In this context, the aim of this study was to evaluate the influence of different temperatures by spray drying on the viability, encapsulation efficiency, water activity and moisture of microparticles containing Lactobacillus acidophillus La-5 and Bifidobacterium Bb-12. Subsequently, the microparticles that presented the highest viability and best physical-chemical characteristics were evaluated in relation to their thermal resistance, gastrointestinal simulation and storage stability. In addition, the morphology and particle size were also evaluated.
MATERIALS AND METHODS:
To produce microparticles, the following compounds were used: Gum arabic (CNI, São Paulo, Brazil); Maltodextrin (Ingredion, São Paulo, Brazil); Tween 80 (Vetec, Rio de Janeiro, Brazil); Glycerol (Vetec, Rio de Janeiro, Brazil), and probiotic culture Lactobacillus acidophilus La-5 and Bifidobacterium Bb-12 obtained by Chr. Hansen from Brazil (Valinhos, São Paulo).
Inoculum
The Lactobacillus acidophilus La-5 probiotic culture (Chr. Hansen, São Paulo, Brazil) was activated in MRS broth (Himedia Curitiba, Parana, Brazil) and incubated for 15 h at 37°C. The Bifidobacterium Bb-12 culture was rehydrated in reconstituted milk (Molico, Nestlé, São Paulo, Brazil) at a concentration of 12% and incubated for 5 hours at 37°C. Then, it was centrifuged at 4670 g for 15 min and washed in NaCl solution (0.85%). Cells were then suspended in saline to obtain a solution containing about 12 and 10log CFU/g-1.

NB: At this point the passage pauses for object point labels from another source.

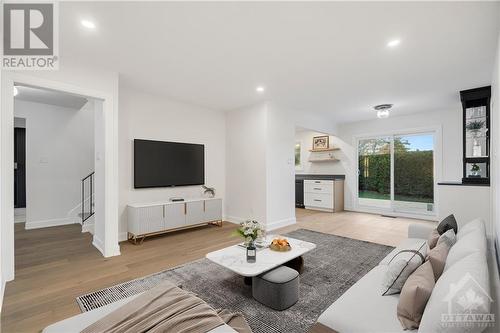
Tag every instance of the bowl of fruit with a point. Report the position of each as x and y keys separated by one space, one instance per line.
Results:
x=280 y=244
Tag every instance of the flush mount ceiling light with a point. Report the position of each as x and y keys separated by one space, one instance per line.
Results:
x=260 y=89
x=393 y=43
x=88 y=24
x=383 y=110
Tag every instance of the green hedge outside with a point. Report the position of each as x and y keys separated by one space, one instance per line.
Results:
x=413 y=174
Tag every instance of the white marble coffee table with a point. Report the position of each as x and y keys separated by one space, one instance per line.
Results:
x=234 y=257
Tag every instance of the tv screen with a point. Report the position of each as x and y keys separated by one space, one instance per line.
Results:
x=161 y=164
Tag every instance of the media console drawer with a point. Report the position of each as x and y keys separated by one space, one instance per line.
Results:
x=162 y=217
x=318 y=200
x=318 y=188
x=325 y=195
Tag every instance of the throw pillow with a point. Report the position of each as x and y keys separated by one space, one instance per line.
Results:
x=449 y=238
x=449 y=222
x=400 y=267
x=414 y=296
x=437 y=258
x=470 y=227
x=469 y=274
x=432 y=241
x=474 y=241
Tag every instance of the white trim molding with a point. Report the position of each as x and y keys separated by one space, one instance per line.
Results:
x=280 y=224
x=109 y=98
x=98 y=244
x=51 y=223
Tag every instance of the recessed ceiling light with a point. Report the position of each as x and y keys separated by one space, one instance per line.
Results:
x=88 y=24
x=382 y=110
x=394 y=43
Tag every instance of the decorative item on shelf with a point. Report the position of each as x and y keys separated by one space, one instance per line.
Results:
x=475 y=127
x=280 y=244
x=321 y=142
x=475 y=171
x=476 y=135
x=208 y=191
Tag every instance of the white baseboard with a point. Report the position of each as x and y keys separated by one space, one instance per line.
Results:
x=51 y=223
x=115 y=251
x=88 y=227
x=122 y=236
x=98 y=244
x=234 y=219
x=395 y=214
x=280 y=224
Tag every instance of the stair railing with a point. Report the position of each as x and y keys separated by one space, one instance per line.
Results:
x=89 y=179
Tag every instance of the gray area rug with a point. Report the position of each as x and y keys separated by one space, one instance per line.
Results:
x=334 y=266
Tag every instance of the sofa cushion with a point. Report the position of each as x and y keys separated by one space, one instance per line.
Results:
x=471 y=226
x=448 y=237
x=406 y=244
x=437 y=258
x=474 y=241
x=447 y=223
x=362 y=309
x=414 y=296
x=433 y=238
x=400 y=267
x=467 y=281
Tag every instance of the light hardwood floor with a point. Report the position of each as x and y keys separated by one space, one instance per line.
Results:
x=55 y=265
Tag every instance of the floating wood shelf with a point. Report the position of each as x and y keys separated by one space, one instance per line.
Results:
x=322 y=150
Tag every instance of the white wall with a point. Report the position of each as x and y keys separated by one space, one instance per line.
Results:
x=280 y=167
x=495 y=153
x=72 y=78
x=448 y=162
x=59 y=153
x=145 y=116
x=305 y=137
x=246 y=132
x=99 y=181
x=260 y=165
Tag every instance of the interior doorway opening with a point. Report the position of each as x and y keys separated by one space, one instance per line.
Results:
x=57 y=136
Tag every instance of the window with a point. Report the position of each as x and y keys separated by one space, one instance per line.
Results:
x=396 y=173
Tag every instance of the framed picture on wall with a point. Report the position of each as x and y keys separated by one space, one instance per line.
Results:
x=321 y=142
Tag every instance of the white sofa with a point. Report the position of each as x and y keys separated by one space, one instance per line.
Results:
x=77 y=323
x=363 y=309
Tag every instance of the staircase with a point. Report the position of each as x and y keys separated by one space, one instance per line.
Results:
x=87 y=197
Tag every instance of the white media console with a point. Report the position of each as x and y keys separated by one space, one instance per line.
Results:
x=160 y=217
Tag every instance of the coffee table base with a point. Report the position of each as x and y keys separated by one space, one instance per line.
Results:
x=297 y=264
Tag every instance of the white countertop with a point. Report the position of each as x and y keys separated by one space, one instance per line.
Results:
x=168 y=202
x=234 y=257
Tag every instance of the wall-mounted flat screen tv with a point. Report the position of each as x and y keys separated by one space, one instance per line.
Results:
x=162 y=164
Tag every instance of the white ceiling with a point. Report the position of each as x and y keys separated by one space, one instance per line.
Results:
x=327 y=57
x=51 y=97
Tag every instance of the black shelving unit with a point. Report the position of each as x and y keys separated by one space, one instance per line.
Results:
x=476 y=142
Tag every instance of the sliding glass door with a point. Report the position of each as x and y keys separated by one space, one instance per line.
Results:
x=374 y=158
x=396 y=173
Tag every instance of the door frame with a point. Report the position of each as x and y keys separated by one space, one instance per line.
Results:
x=108 y=246
x=438 y=169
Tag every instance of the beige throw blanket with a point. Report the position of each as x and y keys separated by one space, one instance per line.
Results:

Production of microparticles by spray drying
Feed solutions were prepared with gum arabic (8g), maltodextrin (2g), glycerol (1.9mL), tween 80 (0.1mL) containing Lactobacillus acidophilus La-5 (SL) and Bifidobacterium Bb-12 (SB) to a final concentration of 12% m/v. Microencapsulation process was performed in a lab spray dryer (MSD 1.0 Labmaq, Sao Paulo, Brazil). Initially, the feed solutions (SL and SB) were submitted to different drying temperatures, 110, 120, 130 and 140°C. Next, the microparticles produced at the inlet temperature of 130°C were chosen to be further evaluated. Different feed solutions, kept stirring, were introduced into the drying chamber using a peristaltic pump with feed rate of 0.48L/h, drying air flow rate of 40L/min, and air pressure of 0.6 MPa. The microparticles (ML and MB) were collected at the base of the cyclone, transferred to sterile vials, and stored in a desiccator.
Viable cell count
Serial dilutions for Lactobacillus acidophilus La-5 and Bifidobacterium Bb-12 were transferred to sterile Petri plates containing MRS agar (Himedia Curitiba, Paraná, Brazil), in triplicate. The MRS agar used for Bifidobacterium Bb-12 was added lithium chloride (0.1%) and L-cysteine (0.05%), according to manufacturer recommendations (Chr Hansen, 1999). Plates were incubated at 37°C for 72h in anaerobic jars with an anaerobic generator (Oxoid, São Paulo, Brazil).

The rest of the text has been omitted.